Un padre ha la possibilità di lasciare una testimonianza non solo attraverso le sue parole ma anche e soprattutto per mezzo dei gesti concreti che compie quotidianamente. Ha la possibilità di generare senso attraverso l’esempio della sua stessa vita.
Per sviluppare ed approfondire le mie riflessioni ho sentito la necessità di confrontarmi con altri padri. Ciò che mi interessava maggiormente era provare ad andare oltre al ruolo per avvicinarmi e conoscere gli aspetti individuali più intimi e personali che rendono unici il vissuto e l’esperienza di ogni singolo papà. Il mondo interiore del padre infatti rimane frequentemente celato e inespresso.
E’ stato naturale per me indagare il tema attraverso un linguaggio che mi è famigliare: la Fotografia. La dimensione estetica che mi è sembrata più pertinente per rappresentare questi aspetti e che ho utilizzato è quella del ritratto.
Dedico questo lavoro a mio figlio Matteo.
Aspetti operativi e tecnici
Da un punto di vista operativo e tecnico le immagini sono state realizzate in momenti diversi ma sempre con la mia attrezzatura Nikon. Gli shooting sono stati realizzati presso le abitazioni di ciascun papà allestendo ogni volta un piccolo set composto da un telo nero e una sola luce posizionata in pianta rispetto alla posizione della persona in modo da rendere la scena molto ricca di contrasto.
La suggestione visiva che ho scelto di seguire per rendere fotograficamente gli “spazi emotivi” di ciascuno è stata quella di mettere in evidenza, o forse meglio dovrei dire, in luce, l’elemento espressivo primario di ogni essere umano: il volto.
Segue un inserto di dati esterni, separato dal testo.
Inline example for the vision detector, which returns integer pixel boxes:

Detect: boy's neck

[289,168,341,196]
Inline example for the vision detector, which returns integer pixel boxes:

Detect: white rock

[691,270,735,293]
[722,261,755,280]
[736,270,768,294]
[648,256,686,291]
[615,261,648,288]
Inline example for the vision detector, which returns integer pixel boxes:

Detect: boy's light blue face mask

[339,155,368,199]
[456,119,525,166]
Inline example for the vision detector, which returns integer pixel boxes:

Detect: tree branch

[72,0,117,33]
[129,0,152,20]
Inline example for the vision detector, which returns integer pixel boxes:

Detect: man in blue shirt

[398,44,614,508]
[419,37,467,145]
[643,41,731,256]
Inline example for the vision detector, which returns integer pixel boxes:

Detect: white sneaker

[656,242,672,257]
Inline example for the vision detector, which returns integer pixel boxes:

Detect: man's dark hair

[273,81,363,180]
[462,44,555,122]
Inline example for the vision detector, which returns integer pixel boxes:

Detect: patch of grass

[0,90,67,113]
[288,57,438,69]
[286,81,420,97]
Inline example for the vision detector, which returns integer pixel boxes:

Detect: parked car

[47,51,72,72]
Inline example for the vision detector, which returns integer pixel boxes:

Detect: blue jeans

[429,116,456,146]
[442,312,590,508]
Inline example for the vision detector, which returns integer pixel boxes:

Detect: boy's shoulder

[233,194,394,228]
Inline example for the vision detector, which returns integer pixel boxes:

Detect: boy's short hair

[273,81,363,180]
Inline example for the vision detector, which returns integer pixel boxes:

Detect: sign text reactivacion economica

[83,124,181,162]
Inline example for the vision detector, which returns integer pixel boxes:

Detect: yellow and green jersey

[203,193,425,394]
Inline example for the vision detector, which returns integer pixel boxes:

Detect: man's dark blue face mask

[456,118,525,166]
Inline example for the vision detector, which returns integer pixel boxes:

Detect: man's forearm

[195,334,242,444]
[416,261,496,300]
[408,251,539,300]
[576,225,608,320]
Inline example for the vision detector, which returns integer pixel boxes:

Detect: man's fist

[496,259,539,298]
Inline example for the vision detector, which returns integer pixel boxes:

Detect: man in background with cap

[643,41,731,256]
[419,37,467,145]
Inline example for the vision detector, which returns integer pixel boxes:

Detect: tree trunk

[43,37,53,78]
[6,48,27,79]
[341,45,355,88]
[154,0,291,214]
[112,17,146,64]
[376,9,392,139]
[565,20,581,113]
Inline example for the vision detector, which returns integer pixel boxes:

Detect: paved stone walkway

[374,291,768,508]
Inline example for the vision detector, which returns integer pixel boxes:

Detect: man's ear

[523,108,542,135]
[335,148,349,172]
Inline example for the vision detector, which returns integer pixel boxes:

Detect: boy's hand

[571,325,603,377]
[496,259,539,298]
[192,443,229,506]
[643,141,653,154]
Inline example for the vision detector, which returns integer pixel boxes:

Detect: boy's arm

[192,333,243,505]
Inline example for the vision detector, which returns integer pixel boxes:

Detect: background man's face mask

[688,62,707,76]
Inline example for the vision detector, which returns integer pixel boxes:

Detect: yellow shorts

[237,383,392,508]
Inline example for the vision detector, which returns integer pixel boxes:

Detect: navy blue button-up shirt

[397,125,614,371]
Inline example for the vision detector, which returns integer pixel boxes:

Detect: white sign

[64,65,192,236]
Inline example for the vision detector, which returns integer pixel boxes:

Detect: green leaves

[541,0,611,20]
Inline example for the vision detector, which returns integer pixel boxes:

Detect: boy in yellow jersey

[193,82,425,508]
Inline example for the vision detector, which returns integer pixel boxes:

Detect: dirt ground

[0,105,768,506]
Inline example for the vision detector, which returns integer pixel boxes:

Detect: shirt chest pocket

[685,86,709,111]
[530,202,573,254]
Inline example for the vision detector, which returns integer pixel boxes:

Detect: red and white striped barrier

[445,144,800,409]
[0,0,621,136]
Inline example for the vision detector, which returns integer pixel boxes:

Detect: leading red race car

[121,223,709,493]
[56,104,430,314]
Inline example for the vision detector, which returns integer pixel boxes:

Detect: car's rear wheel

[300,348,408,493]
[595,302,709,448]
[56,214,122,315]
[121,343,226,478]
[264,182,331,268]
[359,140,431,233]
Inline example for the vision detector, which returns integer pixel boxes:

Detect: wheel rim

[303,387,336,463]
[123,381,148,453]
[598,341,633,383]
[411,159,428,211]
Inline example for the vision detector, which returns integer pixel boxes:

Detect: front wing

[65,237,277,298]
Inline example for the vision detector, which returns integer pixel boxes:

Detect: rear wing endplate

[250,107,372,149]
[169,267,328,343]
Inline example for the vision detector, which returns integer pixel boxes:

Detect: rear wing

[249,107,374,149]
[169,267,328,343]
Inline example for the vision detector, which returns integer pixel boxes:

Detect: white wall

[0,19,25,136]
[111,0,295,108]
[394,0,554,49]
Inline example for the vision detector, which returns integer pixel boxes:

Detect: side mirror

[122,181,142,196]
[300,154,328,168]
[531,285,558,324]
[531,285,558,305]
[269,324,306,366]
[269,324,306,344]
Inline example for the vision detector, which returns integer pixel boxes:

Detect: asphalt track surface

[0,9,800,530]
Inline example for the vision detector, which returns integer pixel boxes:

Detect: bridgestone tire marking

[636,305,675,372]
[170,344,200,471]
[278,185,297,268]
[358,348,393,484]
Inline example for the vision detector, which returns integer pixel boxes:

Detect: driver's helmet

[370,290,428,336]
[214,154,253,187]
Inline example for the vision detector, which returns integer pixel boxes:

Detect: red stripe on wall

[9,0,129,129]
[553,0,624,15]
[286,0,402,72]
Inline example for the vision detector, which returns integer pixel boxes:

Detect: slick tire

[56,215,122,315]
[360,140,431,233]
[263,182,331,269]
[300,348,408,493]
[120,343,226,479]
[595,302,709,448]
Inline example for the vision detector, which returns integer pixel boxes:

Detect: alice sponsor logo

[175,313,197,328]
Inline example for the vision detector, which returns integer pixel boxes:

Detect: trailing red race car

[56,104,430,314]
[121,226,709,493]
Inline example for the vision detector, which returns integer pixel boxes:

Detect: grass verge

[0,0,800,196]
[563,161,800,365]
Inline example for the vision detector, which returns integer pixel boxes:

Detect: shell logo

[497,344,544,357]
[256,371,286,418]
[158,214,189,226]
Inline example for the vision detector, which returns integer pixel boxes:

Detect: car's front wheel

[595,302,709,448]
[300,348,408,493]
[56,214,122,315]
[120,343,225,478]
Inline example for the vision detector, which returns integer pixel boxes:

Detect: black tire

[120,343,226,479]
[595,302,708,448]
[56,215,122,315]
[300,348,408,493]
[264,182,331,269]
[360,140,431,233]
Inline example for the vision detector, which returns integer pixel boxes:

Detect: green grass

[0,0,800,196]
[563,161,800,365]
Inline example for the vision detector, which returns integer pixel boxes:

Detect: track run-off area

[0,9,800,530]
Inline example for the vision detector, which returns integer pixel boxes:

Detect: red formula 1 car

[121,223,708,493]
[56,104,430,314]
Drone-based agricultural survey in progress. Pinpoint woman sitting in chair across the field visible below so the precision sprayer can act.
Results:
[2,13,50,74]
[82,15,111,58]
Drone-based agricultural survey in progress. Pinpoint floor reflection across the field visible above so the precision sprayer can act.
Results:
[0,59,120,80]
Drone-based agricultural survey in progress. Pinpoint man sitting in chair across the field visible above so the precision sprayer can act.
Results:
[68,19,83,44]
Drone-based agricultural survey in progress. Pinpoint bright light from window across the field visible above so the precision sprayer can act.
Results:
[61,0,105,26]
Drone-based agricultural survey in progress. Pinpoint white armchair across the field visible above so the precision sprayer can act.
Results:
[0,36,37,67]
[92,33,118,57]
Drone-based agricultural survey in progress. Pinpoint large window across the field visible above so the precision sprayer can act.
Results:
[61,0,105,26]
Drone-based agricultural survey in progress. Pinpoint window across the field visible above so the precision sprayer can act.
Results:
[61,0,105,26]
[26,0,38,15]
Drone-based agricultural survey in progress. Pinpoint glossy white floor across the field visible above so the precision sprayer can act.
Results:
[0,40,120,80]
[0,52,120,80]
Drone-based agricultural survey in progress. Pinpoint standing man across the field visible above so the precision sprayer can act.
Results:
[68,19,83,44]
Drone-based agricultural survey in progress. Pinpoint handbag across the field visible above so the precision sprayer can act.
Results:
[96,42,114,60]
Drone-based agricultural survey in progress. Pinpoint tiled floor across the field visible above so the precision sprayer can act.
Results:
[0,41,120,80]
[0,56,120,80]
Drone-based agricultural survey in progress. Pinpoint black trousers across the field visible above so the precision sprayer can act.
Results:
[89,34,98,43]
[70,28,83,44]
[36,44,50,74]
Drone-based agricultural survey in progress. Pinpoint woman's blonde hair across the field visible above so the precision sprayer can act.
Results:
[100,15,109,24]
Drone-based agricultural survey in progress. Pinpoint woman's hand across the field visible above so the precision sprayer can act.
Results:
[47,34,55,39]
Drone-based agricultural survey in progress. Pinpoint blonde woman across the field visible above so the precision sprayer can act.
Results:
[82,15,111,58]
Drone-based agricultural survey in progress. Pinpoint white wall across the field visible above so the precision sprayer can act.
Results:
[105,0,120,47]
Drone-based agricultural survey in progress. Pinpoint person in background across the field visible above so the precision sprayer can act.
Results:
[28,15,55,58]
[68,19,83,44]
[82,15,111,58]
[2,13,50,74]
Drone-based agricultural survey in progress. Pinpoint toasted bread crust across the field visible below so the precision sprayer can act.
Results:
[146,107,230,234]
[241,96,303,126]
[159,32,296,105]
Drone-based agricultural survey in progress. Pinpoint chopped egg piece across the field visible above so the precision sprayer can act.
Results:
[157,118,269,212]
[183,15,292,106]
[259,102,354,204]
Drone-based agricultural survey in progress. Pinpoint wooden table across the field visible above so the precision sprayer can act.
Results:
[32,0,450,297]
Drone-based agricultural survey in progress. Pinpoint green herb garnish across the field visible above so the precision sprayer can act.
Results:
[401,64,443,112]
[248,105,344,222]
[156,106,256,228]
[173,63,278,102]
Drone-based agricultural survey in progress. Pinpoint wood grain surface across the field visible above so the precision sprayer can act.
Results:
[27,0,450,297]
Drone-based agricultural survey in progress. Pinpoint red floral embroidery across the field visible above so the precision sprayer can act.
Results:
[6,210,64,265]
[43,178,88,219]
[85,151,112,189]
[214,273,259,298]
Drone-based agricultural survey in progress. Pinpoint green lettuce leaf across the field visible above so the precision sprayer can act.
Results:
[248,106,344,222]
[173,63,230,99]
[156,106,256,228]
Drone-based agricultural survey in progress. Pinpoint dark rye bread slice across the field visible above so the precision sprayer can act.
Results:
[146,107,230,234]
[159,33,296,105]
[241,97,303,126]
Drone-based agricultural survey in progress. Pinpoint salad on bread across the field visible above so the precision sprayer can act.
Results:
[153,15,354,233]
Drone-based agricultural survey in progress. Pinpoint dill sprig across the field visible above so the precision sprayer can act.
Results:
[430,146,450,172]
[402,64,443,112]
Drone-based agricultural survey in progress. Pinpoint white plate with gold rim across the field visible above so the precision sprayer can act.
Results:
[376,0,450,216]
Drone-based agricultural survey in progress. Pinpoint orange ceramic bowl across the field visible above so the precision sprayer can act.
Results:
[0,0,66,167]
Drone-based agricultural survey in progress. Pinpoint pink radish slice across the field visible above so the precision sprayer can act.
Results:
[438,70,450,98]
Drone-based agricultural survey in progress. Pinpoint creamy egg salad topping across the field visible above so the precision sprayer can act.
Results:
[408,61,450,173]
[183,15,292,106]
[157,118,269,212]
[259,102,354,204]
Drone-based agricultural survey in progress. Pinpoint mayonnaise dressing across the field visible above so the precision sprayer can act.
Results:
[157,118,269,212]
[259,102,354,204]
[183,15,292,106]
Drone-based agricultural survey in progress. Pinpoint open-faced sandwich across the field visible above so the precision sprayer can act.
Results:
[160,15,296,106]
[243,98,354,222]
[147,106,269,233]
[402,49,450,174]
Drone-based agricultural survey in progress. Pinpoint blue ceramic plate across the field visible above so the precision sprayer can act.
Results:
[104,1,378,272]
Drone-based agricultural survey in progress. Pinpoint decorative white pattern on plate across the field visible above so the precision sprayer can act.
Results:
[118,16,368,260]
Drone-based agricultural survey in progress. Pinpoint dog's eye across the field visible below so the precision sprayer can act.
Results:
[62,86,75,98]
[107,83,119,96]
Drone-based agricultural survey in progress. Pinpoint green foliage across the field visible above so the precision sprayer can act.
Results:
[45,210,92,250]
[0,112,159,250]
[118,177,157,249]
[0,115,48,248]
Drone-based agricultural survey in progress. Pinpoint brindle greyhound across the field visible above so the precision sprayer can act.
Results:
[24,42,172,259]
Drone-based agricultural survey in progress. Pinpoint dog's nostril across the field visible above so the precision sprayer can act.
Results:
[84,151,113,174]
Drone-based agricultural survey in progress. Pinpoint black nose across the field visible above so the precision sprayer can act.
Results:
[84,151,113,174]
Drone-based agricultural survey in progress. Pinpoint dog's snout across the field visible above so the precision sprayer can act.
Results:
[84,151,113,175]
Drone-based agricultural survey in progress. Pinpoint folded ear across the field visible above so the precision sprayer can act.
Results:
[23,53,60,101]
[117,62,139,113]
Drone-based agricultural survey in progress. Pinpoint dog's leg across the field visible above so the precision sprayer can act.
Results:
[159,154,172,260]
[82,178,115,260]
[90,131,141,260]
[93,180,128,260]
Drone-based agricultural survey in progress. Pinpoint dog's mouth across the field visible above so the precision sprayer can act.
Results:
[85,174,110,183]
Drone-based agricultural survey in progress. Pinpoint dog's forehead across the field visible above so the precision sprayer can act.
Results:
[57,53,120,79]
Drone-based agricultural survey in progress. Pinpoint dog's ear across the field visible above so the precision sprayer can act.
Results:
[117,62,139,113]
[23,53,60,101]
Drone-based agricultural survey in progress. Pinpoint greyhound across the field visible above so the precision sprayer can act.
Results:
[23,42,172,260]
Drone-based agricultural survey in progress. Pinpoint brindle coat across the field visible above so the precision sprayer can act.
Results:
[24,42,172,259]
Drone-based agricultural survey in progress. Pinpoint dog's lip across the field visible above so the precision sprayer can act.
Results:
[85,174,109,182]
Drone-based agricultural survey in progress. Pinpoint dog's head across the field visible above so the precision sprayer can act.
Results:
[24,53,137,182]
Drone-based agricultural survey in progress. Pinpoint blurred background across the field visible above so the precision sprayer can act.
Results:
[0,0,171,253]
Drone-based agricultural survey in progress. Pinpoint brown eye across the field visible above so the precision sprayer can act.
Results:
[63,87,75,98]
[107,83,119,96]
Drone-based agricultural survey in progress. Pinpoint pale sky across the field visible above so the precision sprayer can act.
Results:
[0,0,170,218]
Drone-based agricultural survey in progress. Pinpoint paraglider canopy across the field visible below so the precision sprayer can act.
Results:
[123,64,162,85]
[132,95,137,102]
In particolare facendo emergere il viso di ogni papà dall’ipotetico buio della sola introspezione verso la luce dell’espressività rendendolo materialmente visibile in un’immagine ricca di contrasto tra aree buie quasi impenetrabili, accanto ad altre ben visibili. Un dualismo luce/assenza di luce che oltre a dare forma è generatore di significato.
Ringraziamenti:
Quello che hanno fatto i padri che ho incontrato, e le loro famiglie, è stato un gesto di grande coraggio. Permettermi di “entrare” nella loro sfera intima e raccontarla mi ha permesso di vivere un’esperienza umana di grande valore, un dono che terrò molto caro. Desidero ringraziarli di cuore uno per uno.
Grazie ad Andrea, Boris, Claudio, Evandro, Gabriele, Giancarlo, Luca, i tre Marco, Matteo, Mauro, Michele, Pupi e Riccardo.
Ringrazio inoltre l’Associazione “ImmaginaFamiglie”, di cui faccio parte, che fin dall’inizio ha accolto con favore il mio desiderio di approfondire questo tema e mi ha aiutato a concretizzare questo progetto ed in particolare Monica Maggi e Valeria Pavan che mi hanno accompagnato più da vicino in questo cammino.
Desidero ringraziare anche l’Amministrazione comunale di Albenga e la Fondazione Oddi che hanno condiviso lo spirito del progetto e si sono rese disponibili a diffonderne per primi i contenuti e renderlo così fruibile alla comunità in cui ha avuto origine. Infine, ma non ultime, le lettrici ed i lettori dell’Associazione “Cosa vuoi che ti legga?” che hanno dato voce e vita alle parole dei papà che hanno accompagnato le immagini che li ritraggono.
Desidero ringraziare di cuore a tutti, nessuno escluso.